Scammers Continue to Use Google Alerts to Spread Malware
Cybercriminals Are Using Fake Data Breach Notifications to Hook Victims into Scams or Push Malware.
Back in 2019, Bleeping Computer CEO Lawrence Abrams found that threat actors are creating malicious sites into Google Alerts so they will be emailed to people who have alerts set for that particular subject matter. The malicious pages were created using popular keywords and based on trending topics.
Today, Abrams notes that Google Alerts continues to be a source of scams and malware that hackers are constantly exploiting to promote malicious websites. They are mixing black-hat SEO, Google sites, and spam pages to direct users to unsafe locations based on data breach information.
I use Google Alerts to monitor for various terms related to cyberattacks, security incidents, malware, etc. In one particular Google Alert, almost every new article shared with me today by the service led to a scam or malicious website, with two of them shown below.
According to Abrams, when you click on these Google Alerts, instead of being redirected to a legitimate page, you are brought through multiple addresses before a final site is reached, one promoting malware, fake adult sites, fake dating apps, adult games, giveaway and sweepstake scams, and unwanted browser extensions.
The scammers also used fake Adobe Flash update notifications to spread their malware. These fake alerts popped up in both Google Chrome and in Mozilla Firefox. Fake giveaways were also used by scammers to lure potential victims.
Image Source: BleepingComputer
Google Alerts users should be aware of this particular scam and know that going directly to the source instead of clicking on an unknown link is the best threat prevention.
The Identity Theft Resource Center has been tracking publicly-notified data breaches since 2005 and has the most comprehensive and the most readily available data breach information for publicly notified breaches. Any user that wants to fact-check about the latest information regarding a publicly reported breach is encouraged to access our resources to confirm any new circumstances.

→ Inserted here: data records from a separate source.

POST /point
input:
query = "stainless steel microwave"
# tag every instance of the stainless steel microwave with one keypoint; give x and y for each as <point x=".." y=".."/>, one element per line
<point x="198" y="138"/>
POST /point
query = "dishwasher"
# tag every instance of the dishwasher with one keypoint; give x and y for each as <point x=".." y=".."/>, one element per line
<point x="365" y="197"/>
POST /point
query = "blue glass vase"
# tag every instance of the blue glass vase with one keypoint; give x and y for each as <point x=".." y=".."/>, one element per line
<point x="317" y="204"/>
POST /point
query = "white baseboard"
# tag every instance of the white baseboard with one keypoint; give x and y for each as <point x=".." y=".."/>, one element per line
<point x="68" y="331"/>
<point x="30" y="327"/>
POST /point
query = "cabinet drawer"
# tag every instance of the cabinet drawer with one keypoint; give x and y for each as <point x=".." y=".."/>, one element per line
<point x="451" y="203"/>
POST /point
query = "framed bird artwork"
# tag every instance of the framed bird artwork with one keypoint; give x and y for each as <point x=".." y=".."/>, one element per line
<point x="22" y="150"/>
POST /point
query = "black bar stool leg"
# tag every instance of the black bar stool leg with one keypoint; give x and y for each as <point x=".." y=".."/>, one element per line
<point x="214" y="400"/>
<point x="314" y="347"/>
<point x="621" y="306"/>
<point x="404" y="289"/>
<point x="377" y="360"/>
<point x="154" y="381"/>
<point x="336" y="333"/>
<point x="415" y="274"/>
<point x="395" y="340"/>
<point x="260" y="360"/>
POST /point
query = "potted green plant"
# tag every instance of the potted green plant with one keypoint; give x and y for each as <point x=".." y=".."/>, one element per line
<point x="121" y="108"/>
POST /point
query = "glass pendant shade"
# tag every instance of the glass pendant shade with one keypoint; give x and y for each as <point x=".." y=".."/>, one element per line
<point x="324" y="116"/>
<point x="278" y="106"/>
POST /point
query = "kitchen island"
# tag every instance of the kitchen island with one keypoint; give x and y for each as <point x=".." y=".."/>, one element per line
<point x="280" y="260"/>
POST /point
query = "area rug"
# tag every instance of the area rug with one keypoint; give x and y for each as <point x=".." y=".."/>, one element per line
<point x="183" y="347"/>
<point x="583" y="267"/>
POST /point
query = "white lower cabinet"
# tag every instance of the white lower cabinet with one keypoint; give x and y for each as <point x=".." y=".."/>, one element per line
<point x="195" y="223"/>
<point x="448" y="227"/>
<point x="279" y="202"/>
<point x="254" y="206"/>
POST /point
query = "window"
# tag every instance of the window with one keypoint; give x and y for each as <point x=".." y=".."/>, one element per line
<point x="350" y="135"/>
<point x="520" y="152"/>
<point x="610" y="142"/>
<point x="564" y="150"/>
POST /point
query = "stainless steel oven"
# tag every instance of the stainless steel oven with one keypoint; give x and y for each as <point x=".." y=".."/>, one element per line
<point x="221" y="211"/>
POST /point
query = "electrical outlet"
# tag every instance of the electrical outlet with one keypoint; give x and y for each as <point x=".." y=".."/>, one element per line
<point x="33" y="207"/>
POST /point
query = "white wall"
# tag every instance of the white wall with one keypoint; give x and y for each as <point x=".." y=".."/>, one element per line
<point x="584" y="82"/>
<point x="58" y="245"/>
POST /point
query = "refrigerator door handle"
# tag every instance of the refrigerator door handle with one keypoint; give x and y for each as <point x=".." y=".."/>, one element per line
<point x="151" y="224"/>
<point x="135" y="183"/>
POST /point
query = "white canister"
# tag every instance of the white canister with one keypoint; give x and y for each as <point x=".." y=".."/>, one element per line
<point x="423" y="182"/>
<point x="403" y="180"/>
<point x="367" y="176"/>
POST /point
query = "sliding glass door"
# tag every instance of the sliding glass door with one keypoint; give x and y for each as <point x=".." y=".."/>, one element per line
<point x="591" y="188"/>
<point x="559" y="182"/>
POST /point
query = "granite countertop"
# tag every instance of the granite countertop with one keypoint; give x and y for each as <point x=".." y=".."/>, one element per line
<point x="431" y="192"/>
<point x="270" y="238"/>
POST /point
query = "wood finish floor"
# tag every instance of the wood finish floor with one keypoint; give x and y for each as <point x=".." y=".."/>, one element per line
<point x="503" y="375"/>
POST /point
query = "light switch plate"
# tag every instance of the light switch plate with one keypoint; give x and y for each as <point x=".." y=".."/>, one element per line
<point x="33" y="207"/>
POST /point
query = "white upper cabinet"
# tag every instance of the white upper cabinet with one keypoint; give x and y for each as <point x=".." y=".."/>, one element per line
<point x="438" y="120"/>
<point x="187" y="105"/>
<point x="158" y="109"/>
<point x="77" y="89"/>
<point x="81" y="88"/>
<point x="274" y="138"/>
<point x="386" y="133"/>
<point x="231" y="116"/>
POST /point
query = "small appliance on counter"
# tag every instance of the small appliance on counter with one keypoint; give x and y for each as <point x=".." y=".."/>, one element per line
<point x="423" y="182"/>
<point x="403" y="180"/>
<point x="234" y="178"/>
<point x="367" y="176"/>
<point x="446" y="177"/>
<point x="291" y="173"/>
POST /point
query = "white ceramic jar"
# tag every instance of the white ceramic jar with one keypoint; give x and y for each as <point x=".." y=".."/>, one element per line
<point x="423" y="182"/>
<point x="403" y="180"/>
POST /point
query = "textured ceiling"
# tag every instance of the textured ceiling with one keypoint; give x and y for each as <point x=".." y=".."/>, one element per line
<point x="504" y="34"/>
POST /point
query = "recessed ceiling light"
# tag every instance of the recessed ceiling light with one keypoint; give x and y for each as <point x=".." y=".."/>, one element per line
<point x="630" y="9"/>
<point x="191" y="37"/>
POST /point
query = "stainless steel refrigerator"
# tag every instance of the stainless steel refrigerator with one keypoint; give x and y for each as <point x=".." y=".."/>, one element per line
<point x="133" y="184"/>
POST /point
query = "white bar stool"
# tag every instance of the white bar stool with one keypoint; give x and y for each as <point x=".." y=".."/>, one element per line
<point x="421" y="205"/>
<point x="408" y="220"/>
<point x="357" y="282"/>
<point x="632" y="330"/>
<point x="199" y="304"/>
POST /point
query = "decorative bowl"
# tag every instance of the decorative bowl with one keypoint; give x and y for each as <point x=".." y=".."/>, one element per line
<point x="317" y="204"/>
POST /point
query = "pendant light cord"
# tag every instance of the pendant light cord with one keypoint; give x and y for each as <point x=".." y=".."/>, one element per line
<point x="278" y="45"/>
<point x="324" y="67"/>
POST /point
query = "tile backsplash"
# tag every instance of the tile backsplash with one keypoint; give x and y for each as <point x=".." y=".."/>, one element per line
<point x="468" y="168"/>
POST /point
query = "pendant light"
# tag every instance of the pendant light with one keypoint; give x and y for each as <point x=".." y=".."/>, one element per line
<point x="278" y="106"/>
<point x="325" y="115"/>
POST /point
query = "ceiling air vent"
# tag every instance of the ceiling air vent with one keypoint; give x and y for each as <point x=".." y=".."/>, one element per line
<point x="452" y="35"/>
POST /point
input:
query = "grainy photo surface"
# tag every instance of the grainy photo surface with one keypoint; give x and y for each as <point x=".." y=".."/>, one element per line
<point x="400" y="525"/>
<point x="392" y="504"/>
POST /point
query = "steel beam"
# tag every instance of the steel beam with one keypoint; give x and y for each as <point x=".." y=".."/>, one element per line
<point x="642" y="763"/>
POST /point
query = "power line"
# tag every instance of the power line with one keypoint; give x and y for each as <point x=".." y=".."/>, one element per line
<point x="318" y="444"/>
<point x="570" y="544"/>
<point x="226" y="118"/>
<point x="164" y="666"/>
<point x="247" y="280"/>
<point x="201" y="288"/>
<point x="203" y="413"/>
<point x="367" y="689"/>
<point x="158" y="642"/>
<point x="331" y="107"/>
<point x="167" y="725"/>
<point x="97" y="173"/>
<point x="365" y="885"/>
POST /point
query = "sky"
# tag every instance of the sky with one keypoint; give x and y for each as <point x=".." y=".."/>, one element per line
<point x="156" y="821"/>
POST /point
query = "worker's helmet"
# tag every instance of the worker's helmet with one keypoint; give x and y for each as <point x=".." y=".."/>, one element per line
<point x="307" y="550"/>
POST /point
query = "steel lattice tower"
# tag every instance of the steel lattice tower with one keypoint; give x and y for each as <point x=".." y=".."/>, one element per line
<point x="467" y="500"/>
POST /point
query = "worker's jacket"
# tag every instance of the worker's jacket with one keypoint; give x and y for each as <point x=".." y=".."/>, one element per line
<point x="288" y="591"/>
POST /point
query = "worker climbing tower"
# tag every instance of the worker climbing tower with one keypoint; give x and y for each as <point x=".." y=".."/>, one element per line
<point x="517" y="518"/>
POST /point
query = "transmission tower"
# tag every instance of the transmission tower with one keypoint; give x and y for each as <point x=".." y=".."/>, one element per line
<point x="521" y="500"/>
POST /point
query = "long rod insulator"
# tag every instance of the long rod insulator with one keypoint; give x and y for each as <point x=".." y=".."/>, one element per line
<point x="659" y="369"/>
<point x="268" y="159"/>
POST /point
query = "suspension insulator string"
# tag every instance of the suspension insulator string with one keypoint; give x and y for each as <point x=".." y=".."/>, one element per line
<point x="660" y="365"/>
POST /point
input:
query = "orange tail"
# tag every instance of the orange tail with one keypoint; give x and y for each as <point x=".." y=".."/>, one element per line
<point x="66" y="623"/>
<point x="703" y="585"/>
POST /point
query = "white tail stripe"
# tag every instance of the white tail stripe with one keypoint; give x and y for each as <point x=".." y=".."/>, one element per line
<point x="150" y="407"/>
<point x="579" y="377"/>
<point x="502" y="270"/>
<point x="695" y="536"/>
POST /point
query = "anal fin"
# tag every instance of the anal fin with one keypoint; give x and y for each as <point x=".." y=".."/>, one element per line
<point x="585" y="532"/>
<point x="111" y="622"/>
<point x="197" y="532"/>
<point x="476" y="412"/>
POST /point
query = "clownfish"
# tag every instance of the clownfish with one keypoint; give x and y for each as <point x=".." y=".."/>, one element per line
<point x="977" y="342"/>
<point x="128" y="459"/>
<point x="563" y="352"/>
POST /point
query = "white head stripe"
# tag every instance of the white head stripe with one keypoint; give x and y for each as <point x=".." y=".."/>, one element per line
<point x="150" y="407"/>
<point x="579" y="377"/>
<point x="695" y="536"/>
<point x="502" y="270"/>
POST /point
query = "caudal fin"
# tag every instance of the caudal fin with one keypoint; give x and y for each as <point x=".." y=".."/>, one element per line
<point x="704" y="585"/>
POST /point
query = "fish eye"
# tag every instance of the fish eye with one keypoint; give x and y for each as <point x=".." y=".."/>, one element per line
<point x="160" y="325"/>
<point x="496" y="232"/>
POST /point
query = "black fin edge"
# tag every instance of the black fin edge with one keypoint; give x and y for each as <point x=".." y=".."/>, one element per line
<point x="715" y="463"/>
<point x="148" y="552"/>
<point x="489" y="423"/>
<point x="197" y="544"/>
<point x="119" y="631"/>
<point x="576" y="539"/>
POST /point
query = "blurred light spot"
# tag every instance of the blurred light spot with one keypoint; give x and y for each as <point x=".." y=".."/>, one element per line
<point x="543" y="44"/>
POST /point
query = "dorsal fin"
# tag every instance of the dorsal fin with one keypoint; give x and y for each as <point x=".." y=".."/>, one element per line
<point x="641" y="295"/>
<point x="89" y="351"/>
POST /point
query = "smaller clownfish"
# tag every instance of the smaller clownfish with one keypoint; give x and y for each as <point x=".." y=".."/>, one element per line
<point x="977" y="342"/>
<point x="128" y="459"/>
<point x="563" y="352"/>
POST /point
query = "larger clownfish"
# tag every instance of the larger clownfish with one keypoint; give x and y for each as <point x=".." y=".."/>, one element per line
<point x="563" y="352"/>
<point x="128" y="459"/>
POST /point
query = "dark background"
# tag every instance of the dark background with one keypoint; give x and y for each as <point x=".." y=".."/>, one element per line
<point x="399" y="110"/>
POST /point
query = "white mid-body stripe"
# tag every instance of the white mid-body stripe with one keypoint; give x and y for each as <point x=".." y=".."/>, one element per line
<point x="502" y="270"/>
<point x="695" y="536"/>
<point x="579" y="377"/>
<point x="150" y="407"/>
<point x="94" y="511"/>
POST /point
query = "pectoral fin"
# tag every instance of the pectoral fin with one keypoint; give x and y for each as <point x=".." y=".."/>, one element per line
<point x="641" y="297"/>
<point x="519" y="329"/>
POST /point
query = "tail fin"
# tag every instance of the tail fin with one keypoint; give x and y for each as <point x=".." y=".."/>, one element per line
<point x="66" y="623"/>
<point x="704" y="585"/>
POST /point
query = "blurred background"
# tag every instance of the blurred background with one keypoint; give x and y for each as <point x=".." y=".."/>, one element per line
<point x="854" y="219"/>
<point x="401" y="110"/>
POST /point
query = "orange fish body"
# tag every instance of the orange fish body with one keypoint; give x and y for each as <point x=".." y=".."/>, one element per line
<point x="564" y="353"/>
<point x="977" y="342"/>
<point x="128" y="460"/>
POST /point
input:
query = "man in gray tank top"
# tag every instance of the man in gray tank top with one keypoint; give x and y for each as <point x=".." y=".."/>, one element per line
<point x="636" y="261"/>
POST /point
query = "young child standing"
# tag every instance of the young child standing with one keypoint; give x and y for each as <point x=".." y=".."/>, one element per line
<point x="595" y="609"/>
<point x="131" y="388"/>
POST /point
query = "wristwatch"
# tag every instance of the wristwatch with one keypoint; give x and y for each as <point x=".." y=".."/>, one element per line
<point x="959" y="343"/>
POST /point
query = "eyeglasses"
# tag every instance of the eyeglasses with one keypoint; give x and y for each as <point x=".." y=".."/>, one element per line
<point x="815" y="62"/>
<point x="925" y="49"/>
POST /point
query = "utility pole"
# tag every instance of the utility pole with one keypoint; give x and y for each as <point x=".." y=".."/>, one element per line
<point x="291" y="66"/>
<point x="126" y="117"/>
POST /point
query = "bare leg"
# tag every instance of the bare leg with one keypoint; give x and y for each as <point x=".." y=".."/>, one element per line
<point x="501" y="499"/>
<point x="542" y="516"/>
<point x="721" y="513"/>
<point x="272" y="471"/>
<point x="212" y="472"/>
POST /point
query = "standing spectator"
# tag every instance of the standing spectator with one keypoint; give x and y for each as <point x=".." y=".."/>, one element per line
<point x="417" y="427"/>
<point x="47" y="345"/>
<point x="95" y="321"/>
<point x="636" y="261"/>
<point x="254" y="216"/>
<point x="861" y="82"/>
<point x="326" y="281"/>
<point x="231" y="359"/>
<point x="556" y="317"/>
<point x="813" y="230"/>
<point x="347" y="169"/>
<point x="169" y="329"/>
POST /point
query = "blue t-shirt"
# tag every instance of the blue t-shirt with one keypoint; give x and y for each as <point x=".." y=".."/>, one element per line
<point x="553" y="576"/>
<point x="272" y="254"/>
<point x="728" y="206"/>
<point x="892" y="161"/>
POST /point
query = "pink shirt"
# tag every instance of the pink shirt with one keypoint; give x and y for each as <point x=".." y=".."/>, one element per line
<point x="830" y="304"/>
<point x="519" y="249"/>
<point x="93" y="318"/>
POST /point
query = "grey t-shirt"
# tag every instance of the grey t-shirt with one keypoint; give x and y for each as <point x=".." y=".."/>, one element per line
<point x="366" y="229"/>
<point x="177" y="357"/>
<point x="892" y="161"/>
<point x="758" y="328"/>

Anyone who believes they might have fallen victim to a Google Alert scam can live-chat with an ITRC expert advisor, or can call toll-free at 888.400.5530. They can also download the free ID Theft Help App that will provide consumers and victims access to advisors, resources, a case log to track their steps, and much more.
To prevent falling victim to these Google Alerts scams, users should remain alert online, especially when clicking on links in search results, and keep in mind that if something seems too good to be true, it probably is.